Mais surtout l’extraordinaire carrure de la silhouette confère au tableau une monumentale autorité. Par-delà l’évident réalisme psychologique qui caractérise le traitement du visage, ce qui semble organiser l’ensemble de la composition, c’est une forte géométrisation des formes tirant parti de l’horizontalité des épaules et de la disposition triangulaire des lourds plis du pourpoint. L’architecture d’ensemble du tableau repose sur un emboîtement de figures géométriques : dans le losange des rideaux se déploie la masse triangulaire du vêtement barrée par l’horizontale des épaules et dominée par la petite sphère de la tête.

Un portrait politique

« Image inoubliable d'un homme veule et las autant qu'effigie majestueuse d'un souverain. »

(Charles Sterling)

Éblouissante est ici la maîtrise de Fouquet qui consiste à restituer, par la monumentalité du buste, par l’ampleur du vêtement, par l’aspect hiératique de la pose et la religieuse sobriété du décor, l’impression d’une dignité royale, sans que soit évoqué aucun des insignes traditionnels de la royauté : ni sceptre, ni main de justice, ni couronne royale. L’inscription de la bouche dans la section dorée du tableau insiste sur la fonction du roi comme celui qui dans la sphère politique profère la loi et dit le droit, et dans la sphère religieuse assume le Verbe divin, en tant que le roi est l’élu de Dieu.

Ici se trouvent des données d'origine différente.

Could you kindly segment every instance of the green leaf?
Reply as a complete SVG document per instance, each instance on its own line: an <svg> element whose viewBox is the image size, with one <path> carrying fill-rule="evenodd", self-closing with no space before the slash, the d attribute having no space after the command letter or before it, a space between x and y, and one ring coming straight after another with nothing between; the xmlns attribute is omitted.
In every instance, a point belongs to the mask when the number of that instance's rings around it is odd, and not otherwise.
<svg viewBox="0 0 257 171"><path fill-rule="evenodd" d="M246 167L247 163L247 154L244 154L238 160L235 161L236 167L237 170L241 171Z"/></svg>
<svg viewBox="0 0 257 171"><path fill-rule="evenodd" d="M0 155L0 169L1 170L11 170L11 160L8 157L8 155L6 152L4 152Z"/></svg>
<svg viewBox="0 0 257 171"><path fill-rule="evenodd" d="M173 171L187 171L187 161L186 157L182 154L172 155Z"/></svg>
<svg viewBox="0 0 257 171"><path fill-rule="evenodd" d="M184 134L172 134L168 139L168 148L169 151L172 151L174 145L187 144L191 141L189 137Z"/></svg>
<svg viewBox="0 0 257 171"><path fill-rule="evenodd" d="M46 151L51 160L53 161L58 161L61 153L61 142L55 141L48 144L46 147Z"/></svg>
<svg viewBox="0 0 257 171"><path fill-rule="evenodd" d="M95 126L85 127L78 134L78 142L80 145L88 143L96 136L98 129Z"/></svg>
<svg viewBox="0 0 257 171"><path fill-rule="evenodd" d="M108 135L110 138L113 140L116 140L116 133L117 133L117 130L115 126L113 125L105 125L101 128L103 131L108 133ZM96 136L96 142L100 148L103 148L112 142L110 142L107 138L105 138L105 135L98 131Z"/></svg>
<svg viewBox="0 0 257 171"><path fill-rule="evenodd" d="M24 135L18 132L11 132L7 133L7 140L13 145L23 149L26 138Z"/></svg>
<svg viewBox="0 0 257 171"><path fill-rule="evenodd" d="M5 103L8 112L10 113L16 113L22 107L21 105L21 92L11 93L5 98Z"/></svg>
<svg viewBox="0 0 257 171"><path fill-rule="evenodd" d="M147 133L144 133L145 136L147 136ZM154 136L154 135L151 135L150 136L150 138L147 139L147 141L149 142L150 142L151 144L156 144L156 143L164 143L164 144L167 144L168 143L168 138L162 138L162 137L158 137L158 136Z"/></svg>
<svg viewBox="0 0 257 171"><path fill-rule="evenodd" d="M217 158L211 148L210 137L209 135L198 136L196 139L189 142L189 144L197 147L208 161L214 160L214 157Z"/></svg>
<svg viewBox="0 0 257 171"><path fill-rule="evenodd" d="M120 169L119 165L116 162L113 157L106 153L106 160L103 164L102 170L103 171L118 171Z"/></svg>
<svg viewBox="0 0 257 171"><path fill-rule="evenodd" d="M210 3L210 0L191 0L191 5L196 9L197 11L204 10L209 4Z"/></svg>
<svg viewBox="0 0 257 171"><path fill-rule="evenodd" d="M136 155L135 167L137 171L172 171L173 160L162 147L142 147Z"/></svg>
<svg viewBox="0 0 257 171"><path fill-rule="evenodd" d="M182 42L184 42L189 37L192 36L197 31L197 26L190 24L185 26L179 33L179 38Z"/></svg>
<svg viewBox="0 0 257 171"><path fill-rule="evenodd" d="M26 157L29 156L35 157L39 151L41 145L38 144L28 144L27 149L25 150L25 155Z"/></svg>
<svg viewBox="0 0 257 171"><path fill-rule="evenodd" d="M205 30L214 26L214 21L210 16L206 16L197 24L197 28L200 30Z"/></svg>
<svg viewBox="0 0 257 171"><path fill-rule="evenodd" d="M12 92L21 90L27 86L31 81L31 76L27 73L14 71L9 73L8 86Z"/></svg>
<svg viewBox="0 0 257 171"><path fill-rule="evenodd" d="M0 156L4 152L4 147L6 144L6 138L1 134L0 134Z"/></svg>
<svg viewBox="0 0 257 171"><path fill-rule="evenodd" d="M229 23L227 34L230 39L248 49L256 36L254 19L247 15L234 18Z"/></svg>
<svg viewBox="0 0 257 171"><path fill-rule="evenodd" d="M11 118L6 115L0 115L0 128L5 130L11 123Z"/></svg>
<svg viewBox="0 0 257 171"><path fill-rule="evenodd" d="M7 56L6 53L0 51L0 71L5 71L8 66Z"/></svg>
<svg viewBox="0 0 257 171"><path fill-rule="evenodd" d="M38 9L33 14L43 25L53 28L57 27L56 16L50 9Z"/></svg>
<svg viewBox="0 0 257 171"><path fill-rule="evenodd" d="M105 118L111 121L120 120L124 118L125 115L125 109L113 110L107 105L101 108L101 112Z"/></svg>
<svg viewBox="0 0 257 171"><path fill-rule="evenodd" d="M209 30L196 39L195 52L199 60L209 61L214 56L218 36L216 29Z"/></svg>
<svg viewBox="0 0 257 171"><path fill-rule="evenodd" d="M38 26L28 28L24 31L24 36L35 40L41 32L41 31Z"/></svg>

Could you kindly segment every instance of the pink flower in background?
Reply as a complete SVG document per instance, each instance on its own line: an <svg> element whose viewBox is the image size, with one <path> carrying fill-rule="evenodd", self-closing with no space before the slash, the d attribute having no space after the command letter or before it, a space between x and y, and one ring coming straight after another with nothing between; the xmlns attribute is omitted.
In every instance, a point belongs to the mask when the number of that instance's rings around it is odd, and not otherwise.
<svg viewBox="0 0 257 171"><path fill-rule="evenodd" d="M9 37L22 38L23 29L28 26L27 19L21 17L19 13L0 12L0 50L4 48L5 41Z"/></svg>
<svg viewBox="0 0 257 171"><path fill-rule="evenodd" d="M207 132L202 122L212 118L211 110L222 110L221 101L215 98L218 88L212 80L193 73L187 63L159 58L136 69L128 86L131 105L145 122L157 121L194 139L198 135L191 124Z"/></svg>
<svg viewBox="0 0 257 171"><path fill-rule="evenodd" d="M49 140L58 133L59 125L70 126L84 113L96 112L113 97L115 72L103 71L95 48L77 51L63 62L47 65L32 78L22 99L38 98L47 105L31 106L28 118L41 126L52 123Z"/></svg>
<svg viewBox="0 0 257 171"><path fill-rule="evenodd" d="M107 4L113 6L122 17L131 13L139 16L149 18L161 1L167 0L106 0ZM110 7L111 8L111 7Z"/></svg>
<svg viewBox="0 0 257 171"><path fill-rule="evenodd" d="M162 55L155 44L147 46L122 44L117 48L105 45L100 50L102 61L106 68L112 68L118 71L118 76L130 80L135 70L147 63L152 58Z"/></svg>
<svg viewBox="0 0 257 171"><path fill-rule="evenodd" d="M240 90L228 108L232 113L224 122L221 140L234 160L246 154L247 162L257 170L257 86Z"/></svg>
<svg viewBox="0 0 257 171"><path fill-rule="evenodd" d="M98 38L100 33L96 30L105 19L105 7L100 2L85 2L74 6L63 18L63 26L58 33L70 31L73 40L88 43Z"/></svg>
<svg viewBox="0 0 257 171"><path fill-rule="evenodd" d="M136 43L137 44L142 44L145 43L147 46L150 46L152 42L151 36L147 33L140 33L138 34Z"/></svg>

L’inscription soigneusement calligraphiée (sans doute de la main même de l’artiste) qui surplombe le tableau confirme la dimension politique du portrait. Dans sa monumentalité massive, il vise à imposer l’image d’un roi victorieux, celle d’un souverain qui, au terme d’une guerre interminable, peut s’enorgueillir d’avoir ramené la paix et bouté les Anglais hors du royaume de France.